紅月 -AKATSUKI-
Ⅵ【パズルとピース】
僕は死にました。
さて、何が変わった?
何がどうなった?
パズルのピースがひとつ欠けたんだ。
それなのに、何も変わらない世界。
ただ泣く人がいて、
悲しむ人がいて、
ただ、それだけ。
僕が死んだことをキッカケに、次々と人が死んでいくような奇妙な事件が起きるわけでもない。

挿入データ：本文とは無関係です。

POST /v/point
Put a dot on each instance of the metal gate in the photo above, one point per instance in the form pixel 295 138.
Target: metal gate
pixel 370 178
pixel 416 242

僕が死んだことで、世界が終末をむかえるわけでもない。
ただ、いつもと同じ世界がそこにあるだけ。
あなたは笑い。
あなたは泣く。
あなたは怒って。
あなたは暇を潰してる。
変わらない世界。
なんて、つまらない。
僕には世界を変えるほどの力を持っていなかったんだ。
僕が生きている価値は、その程度だったんだ。
世界ひとつ変えられないほど、ちっぽけな価値の人間だったんだね、僕は。
キミは明るくて友達も多くて、僕より好かれているけれど、キミが死んでも世界は何一つ変わらないんだろうな。
――ただ、泣く人や悲しむ人が僕の何倍も多いだけで。
ピースの量が多いパズルは、ピースが一つ欠けても、一見…どこのピースが欠けているのかわからない……つまり、何も変わらない。
それと同じように。
あなたが死んでも、世界はきっと何も変わらないんだろうね。
きっとこのままだから、世界はいつまで経っても“世界”のままなんだ。
世界は、今日もまわってる。
僕がいなくても、ゆっくりと世界はまわってる。